New York Yankees pitcher Andy Pettitte apologized Monday for the embarrassment he caused by public revelations that he used a banned performance-enhancing drug. Pettitte spoke to reporters on his first day of spring training in Florida. Last week, Pettitte's sworn testimony implicated his friend and former teammate Roger Clemens in the use of human growth hormone, which is banned in baseball.
Pettitte didn't testify at last week's dramatic congressional hearing that pitted two of his friends against each other: all-star pitcher Roger Clemens and Brian McNamee, the former personal trainer who said in the Mitchell Report that he injected Clemens with banned steroids and human growth hormone.
McNamee also said he injected Pettitte with HGH, which Pettitte admitted to. Clemens has steadfastly denied that he got drugs from McNamee.
Even though he wasn't at the hearing, Pettitte said in a sworn statement that Clemens admitted using HGH in a conversation the two men had around 1999 or 2000.
When asked about Pettitte's testimony, Clemens told lawmakers that Pettitte misheard and misremembered.
At Monday's press conference in Tampa, Pettitte was asked for his reaction to what Clemens said.
"I mean, I had to testify," Pettitte said. "I testified under oath. And Roger said what he had to say and that's really all I'll say about that whole situation."
Pettitte declined to answer most questions about the discrepancy between his and Clemens' stories, mainly because there could be future legal proceedings against Clemens. Pettitte did say late in the hourlong media session that he and Clemens never had any "how to" discussions about the use of human growth hormone.
Pettitte was much more willing to talk about his own admission of HGH use. He said he used it in 2002 for a couple of days to try to heal an injured elbow.
"I didn't do it to try to get an edge on anyone," Pettitte said. "I did it because I was told it might be able to help me. Do I think I'm a cheater? I don't, because from the bottom of my heart – and God knows my heart — I know why I was doing this."
In his sworn testimony revealed last week, Pettitte admitted using HGH a second time in 2004. It was supplied by his father, who was using the substance to battle health problems. Pettitte talked about that Monday in a written statement before the questions and answers.
"I never wanted to bring my dad into a situation like this," Pettitte said. "This was between me and him and no one else. I testified about my dad, in part, because I felt in my heart I had to, but mainly because he urged me to tell the truth even if it hurt him."

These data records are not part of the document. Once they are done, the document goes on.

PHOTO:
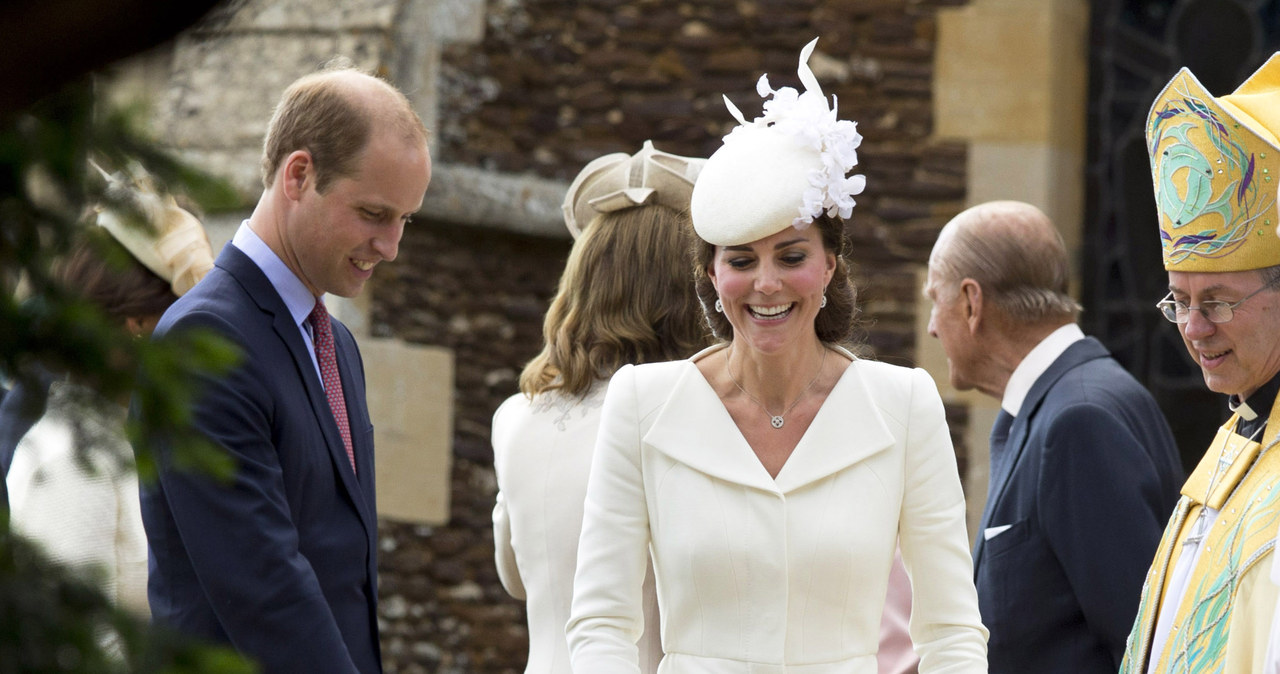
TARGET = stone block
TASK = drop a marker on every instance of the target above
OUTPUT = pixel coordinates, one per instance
(410, 391)
(278, 15)
(222, 96)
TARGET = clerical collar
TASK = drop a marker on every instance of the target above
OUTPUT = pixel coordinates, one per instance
(1255, 411)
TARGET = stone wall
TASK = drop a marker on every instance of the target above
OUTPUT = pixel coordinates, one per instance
(553, 85)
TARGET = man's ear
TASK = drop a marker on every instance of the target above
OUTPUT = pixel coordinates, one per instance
(297, 173)
(970, 293)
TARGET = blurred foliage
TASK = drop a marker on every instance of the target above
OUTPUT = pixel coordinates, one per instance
(50, 618)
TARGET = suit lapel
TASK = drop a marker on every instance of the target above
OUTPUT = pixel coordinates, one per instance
(694, 429)
(1077, 354)
(261, 292)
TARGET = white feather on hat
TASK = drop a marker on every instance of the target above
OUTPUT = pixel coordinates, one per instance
(782, 169)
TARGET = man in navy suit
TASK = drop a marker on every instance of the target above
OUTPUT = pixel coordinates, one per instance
(280, 560)
(1083, 466)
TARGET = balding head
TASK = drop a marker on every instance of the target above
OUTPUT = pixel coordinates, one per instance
(1013, 251)
(333, 114)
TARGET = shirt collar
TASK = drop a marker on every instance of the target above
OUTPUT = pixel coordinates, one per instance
(296, 297)
(1256, 409)
(1034, 365)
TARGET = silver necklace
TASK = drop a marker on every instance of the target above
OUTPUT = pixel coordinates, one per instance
(776, 420)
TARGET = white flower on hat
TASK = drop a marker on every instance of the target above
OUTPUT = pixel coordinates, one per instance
(809, 122)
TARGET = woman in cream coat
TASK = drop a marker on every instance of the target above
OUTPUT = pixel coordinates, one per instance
(626, 297)
(771, 476)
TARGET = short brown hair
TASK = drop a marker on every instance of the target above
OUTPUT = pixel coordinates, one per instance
(320, 114)
(836, 322)
(625, 297)
(101, 271)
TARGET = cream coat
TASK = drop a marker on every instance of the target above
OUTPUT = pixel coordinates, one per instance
(542, 454)
(769, 576)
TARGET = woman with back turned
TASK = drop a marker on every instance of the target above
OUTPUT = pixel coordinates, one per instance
(626, 297)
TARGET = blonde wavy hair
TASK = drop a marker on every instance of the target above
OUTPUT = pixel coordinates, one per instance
(626, 296)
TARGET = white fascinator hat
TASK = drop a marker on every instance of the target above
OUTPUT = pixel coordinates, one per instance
(170, 241)
(781, 169)
(620, 180)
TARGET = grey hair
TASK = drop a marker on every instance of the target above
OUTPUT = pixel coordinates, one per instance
(1015, 255)
(1270, 275)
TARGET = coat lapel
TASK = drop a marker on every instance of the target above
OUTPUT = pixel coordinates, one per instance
(1077, 354)
(268, 299)
(693, 427)
(848, 429)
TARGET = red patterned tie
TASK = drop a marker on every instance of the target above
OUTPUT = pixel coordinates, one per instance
(328, 361)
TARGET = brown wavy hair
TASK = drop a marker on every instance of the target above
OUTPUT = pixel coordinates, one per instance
(105, 274)
(625, 297)
(836, 322)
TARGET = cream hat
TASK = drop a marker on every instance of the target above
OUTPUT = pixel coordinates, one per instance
(172, 242)
(620, 180)
(782, 169)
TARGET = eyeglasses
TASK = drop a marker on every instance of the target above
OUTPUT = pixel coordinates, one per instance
(1215, 311)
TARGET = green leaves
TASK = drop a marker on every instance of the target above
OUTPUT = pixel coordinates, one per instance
(53, 618)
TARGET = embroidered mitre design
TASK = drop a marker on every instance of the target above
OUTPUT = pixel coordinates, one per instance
(1214, 164)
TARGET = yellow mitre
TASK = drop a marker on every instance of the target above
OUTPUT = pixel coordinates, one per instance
(1215, 164)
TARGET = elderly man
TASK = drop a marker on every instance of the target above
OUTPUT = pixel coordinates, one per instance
(1083, 466)
(1207, 604)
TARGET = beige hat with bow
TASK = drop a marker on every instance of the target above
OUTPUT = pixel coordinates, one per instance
(620, 180)
(172, 242)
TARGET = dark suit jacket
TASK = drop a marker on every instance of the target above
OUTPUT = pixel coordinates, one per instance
(1092, 476)
(282, 562)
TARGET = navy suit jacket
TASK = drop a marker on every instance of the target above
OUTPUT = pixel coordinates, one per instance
(280, 562)
(1091, 477)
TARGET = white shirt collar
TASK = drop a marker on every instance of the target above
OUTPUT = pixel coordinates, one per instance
(296, 297)
(1034, 365)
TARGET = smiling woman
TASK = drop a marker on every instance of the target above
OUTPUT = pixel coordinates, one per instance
(775, 470)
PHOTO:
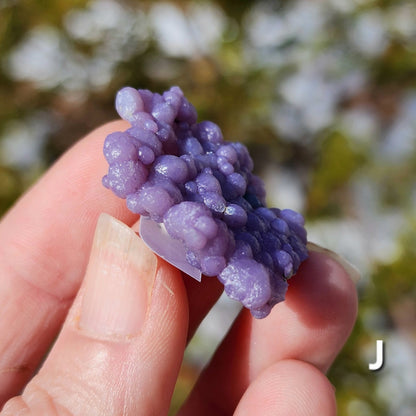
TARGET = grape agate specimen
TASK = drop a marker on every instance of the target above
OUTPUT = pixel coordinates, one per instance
(183, 175)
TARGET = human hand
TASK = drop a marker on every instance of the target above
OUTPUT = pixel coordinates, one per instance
(127, 315)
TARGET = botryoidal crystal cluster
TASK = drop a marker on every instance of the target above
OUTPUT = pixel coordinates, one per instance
(184, 175)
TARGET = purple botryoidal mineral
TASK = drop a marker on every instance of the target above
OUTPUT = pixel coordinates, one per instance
(182, 174)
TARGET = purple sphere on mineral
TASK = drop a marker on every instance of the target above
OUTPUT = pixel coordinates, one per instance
(183, 175)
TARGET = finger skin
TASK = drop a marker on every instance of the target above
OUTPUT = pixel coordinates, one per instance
(86, 374)
(311, 325)
(45, 241)
(289, 388)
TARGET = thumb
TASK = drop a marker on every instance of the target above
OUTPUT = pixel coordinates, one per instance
(122, 344)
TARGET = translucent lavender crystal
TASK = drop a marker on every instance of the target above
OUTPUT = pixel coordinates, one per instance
(184, 176)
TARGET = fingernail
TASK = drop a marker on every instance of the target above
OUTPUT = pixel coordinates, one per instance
(118, 282)
(351, 270)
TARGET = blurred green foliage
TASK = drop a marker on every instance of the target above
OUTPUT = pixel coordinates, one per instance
(322, 90)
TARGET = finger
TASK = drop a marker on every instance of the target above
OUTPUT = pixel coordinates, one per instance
(311, 325)
(45, 240)
(121, 347)
(289, 388)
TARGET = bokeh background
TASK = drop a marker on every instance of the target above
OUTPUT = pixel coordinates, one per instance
(322, 92)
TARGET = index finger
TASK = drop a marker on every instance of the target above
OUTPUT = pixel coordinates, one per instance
(45, 241)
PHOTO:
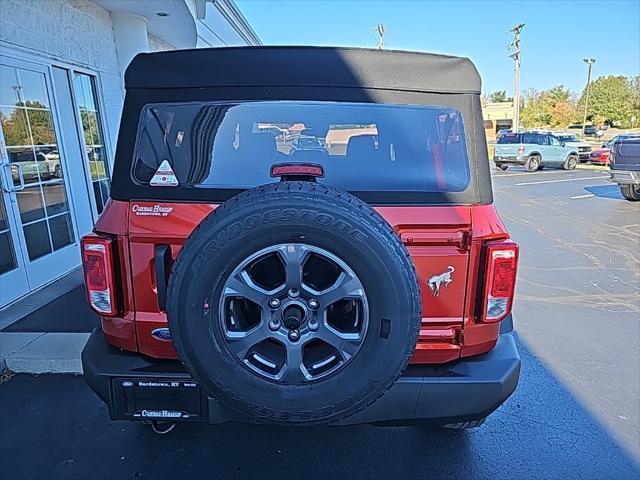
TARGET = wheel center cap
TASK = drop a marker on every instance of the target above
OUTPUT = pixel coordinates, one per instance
(293, 316)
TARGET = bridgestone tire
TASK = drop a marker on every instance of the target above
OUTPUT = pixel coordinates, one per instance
(323, 217)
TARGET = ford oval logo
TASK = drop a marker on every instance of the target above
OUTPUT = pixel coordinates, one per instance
(161, 334)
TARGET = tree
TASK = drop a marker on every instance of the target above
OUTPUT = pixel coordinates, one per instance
(611, 97)
(499, 96)
(555, 107)
(563, 114)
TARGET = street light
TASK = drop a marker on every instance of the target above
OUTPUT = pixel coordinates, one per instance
(590, 62)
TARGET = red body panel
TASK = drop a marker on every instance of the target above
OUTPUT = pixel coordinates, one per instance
(439, 238)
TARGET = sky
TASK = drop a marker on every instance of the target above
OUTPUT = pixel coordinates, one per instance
(556, 37)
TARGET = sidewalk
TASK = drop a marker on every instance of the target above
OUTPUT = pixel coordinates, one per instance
(46, 331)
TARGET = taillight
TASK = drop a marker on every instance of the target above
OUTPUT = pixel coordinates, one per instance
(98, 274)
(500, 280)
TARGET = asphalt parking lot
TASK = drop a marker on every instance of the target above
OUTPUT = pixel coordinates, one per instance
(575, 414)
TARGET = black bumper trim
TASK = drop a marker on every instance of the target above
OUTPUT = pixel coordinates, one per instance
(464, 390)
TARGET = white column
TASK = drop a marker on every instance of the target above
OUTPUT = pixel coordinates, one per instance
(130, 32)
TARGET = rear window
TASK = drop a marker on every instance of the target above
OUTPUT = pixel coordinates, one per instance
(522, 138)
(362, 146)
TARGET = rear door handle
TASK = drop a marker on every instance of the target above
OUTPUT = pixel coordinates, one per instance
(163, 261)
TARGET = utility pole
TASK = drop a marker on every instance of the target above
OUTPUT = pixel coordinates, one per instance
(589, 62)
(515, 55)
(380, 29)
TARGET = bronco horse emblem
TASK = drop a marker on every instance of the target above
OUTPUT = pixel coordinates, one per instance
(438, 281)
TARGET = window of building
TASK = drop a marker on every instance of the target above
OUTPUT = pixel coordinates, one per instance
(85, 92)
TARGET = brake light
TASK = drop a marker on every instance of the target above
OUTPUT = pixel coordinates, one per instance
(297, 169)
(98, 274)
(502, 267)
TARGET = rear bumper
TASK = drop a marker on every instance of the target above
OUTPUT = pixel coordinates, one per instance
(625, 177)
(135, 387)
(510, 159)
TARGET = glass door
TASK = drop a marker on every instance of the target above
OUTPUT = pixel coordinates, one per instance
(34, 171)
(13, 277)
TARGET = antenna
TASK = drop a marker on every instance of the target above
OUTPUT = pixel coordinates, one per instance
(380, 30)
(514, 47)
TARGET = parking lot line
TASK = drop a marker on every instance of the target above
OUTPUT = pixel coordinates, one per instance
(562, 180)
(500, 175)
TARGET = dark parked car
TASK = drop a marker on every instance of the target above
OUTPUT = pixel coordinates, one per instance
(625, 166)
(601, 156)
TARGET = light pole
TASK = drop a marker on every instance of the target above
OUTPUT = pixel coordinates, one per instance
(590, 62)
(515, 55)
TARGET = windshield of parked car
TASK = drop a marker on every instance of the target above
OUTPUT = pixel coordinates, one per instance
(525, 137)
(568, 138)
(361, 146)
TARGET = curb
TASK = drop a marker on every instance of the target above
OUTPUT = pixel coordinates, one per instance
(42, 352)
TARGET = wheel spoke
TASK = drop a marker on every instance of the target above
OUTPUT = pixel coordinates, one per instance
(293, 371)
(346, 286)
(240, 342)
(241, 285)
(293, 257)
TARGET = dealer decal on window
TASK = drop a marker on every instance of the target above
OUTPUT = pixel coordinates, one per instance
(164, 176)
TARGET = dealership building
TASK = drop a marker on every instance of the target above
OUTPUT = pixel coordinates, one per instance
(61, 94)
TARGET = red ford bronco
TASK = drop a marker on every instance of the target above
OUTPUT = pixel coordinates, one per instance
(364, 279)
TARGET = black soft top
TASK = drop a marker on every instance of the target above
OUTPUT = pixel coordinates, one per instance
(303, 67)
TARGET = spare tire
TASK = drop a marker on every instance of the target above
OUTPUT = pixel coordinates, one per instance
(294, 303)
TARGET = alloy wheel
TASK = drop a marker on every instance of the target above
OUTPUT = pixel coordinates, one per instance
(293, 313)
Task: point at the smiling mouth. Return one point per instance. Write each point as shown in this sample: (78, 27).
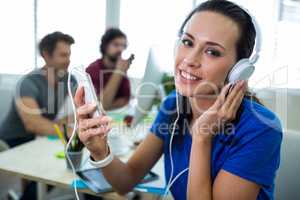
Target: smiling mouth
(187, 76)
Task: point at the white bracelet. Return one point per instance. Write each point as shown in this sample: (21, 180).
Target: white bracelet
(104, 162)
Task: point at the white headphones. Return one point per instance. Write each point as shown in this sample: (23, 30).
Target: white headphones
(244, 68)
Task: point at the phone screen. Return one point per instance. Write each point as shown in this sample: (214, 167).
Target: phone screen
(95, 180)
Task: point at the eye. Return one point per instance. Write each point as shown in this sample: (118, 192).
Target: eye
(187, 42)
(213, 52)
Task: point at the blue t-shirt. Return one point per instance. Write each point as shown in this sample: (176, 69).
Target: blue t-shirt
(251, 151)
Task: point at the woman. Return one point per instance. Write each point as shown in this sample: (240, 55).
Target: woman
(236, 164)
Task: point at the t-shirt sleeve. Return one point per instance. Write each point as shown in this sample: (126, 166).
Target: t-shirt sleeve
(256, 157)
(124, 90)
(26, 88)
(163, 120)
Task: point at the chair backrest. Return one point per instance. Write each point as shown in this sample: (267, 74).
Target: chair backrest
(287, 180)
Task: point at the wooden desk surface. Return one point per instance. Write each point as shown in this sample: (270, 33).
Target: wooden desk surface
(36, 161)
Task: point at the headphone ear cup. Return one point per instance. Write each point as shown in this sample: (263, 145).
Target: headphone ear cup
(242, 70)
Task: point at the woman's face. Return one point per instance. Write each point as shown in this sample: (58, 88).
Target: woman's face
(205, 54)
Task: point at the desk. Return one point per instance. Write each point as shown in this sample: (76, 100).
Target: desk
(36, 161)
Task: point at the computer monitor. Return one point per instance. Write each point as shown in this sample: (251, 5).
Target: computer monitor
(147, 89)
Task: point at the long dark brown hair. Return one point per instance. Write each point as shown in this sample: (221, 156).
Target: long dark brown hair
(244, 46)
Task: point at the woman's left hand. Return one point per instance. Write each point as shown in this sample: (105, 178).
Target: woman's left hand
(223, 110)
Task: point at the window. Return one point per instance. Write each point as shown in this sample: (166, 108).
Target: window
(152, 23)
(83, 20)
(17, 36)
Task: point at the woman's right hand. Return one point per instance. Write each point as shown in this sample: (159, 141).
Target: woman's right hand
(92, 131)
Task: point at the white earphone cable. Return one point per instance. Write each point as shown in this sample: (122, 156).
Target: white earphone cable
(73, 133)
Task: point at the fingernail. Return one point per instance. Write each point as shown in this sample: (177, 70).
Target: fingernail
(241, 83)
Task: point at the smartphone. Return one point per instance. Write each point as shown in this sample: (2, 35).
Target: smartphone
(90, 96)
(95, 180)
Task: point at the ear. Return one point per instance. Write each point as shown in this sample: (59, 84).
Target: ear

Baseball banned HGH in 2005, so Pettitte wasn't breaking baseball rules both times he used it. Pettitte says he hopes he can repair his friendship with Roger Clemens, who he hasn't spoken to since last week's hearing. Pettitte says he hopes he doesn't have to do anything else relating to his involvement in the Mitchell Report, but if a case against Clemens or McNamee goes forward, chances are, Andy Pettitte's story will surface again.